To solve the equilibrium problem for the reaction \(2 \text{ICl} \rightleftharpoons \text{I}_2 + \text{Cl}_2\) with a given equilibrium constant \(K_c = 0.14\) and an initial concentration of \(\text{ICl} = 0.6 \, \text{M}\), we can follow these steps: ### Step 1: Write the expression for the equilibrium constant \(K_c\).
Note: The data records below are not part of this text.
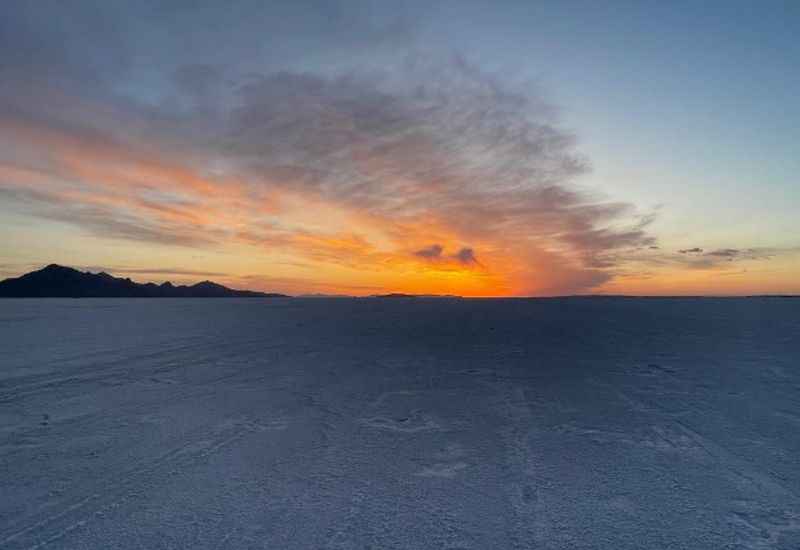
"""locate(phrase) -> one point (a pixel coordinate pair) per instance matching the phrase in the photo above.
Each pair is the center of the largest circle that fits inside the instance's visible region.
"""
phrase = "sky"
(495, 148)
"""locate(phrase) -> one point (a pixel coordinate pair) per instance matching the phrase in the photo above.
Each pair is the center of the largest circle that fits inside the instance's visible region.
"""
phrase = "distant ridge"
(56, 281)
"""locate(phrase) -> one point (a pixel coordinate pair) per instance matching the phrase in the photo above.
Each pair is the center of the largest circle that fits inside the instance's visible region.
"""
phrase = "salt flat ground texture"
(400, 423)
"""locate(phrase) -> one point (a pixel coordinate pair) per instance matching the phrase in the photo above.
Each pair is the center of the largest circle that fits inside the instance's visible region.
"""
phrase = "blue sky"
(683, 117)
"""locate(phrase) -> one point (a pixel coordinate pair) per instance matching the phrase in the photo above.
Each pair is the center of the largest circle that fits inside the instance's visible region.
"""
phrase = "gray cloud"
(432, 252)
(466, 256)
(416, 141)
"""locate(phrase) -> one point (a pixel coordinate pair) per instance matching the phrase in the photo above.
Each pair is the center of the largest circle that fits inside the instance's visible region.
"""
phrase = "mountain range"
(56, 281)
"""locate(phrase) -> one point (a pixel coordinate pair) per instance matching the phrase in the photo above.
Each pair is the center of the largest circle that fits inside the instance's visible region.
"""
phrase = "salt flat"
(400, 423)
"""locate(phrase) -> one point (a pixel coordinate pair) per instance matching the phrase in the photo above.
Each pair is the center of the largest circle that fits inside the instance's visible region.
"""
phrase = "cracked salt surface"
(565, 423)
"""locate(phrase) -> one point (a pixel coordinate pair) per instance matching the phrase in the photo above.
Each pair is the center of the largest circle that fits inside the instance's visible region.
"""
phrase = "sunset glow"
(414, 169)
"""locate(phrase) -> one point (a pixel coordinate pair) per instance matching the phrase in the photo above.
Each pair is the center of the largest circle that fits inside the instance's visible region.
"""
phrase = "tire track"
(59, 520)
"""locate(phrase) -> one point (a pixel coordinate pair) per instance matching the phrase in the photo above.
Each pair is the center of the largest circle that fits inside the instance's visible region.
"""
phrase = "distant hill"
(55, 281)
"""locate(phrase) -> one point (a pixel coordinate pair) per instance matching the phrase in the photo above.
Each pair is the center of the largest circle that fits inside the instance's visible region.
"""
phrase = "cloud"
(351, 167)
(432, 252)
(466, 256)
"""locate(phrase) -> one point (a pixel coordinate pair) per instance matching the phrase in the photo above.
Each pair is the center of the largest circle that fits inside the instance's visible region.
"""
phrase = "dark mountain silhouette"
(55, 281)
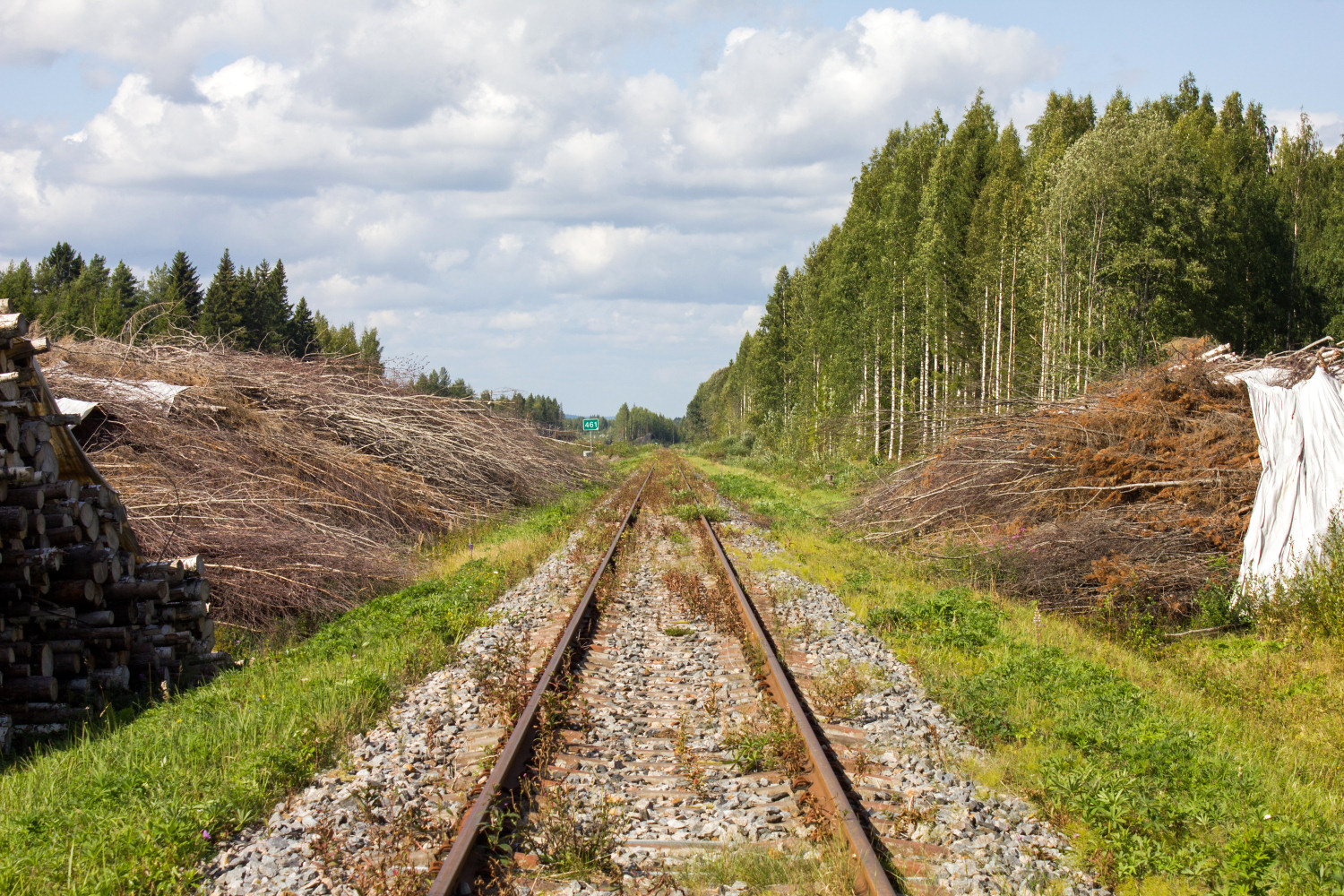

The equilibrium constant expression for the reaction is given by: \[ K_c = \frac{[\text{I}_2][\text{Cl}_2]}{[\text{ICl}]^2} \] ### Step 2: Set up the initial concentrations and changes at equilibrium. - Initial concentration of \(\text{ICl} = 0.6 \, \text{M}\) - Initial concentrations of \(\text{I}_2\) and \(\text{Cl}_2 = 0 \, \text{M}\) Let \(x\) be the change in concentration of \(\text{I}_2\) and \(\text{Cl}_2\) at equilibrium. Since 2 moles of \(\text{ICl}\) produce 1 mole of \(\text{I}_2\) and 1 mole of \(\text{Cl}_2\), we can write: - At equilibrium: - \([\text{ICl}] = 0.6 - 2x\) - \([\text{I}_2] = x\) - \([\text{Cl}_2] = x\) ### Step 3: Substitute these expressions into the \(K_c\) expression. Substituting the equilibrium concentrations into the \(K_c\) expression gives: \[ 0.14 = \frac{x \cdot x}{(0.6 - 2x)^2} \] This simplifies to: \[ 0.14 = \frac{x^2}{(0.6 - 2x)^2} \] ### Step 4: Cross-multiply and simplify. Cross-multiplying gives: \[ 0.14(0.6 - 2x)^2 = x^2 \] Expanding the left side: \[ 0.14(0.36 - 2.4x + 4x^2) = x^2 \] This leads to: \[ 0.0504 - 0.336x + 0.56x^2 = x^2 \] Rearranging gives: \[ 0.56x^2 - x^2 - 0.336x + 0.0504 = 0 \] Which simplifies to: \[ -0.44x^2 - 0.336x + 0.0504 = 0 \] Multiplying through by -1 gives: \[ 0.44x^2 + 0.336x - 0.0504 = 0 \] ### Step 5: Use the quadratic formula to solve for \(x\). Using the quadratic formula \(x = \frac{-b \pm \sqrt{b^2 - 4ac}}{2a}\) where \(a = 0.44\), \(b = 0.336\), and \(c = -0.0504\): \[ x = \frac{-0.336 \pm \sqrt{(0.336)^2 - 4(0.44)(-0.0504)}}{2(0.44)} \] Calculating the discriminant: \[ (0.336)^2 - 4(0.44)(-0.0504) = 0.112896 + 0.088704 = 0.2016 \] Now calculating \(x\): \[ x = \frac{-0.336 \pm \sqrt{0.2016}}{0.88} \] Calculating \(\sqrt{0.2016} \approx 0.448\): \[ x = \frac{-0.336 \pm 0.448}{0.88} \] Calculating the two possible values for \(x\): 1. \(x = \frac{0.112}{0.88} \approx 0.127\) 2. \(x = \frac{-0.784}{0.88}\) (not valid since concentration cannot be negative) Thus, we find: \[ x \approx 0.128 \, \text{M} \] ### Step 6: Conclusion The equilibrium concentration of \(\text{I}_2\) is approximately \(0.128 \, \text{M}\).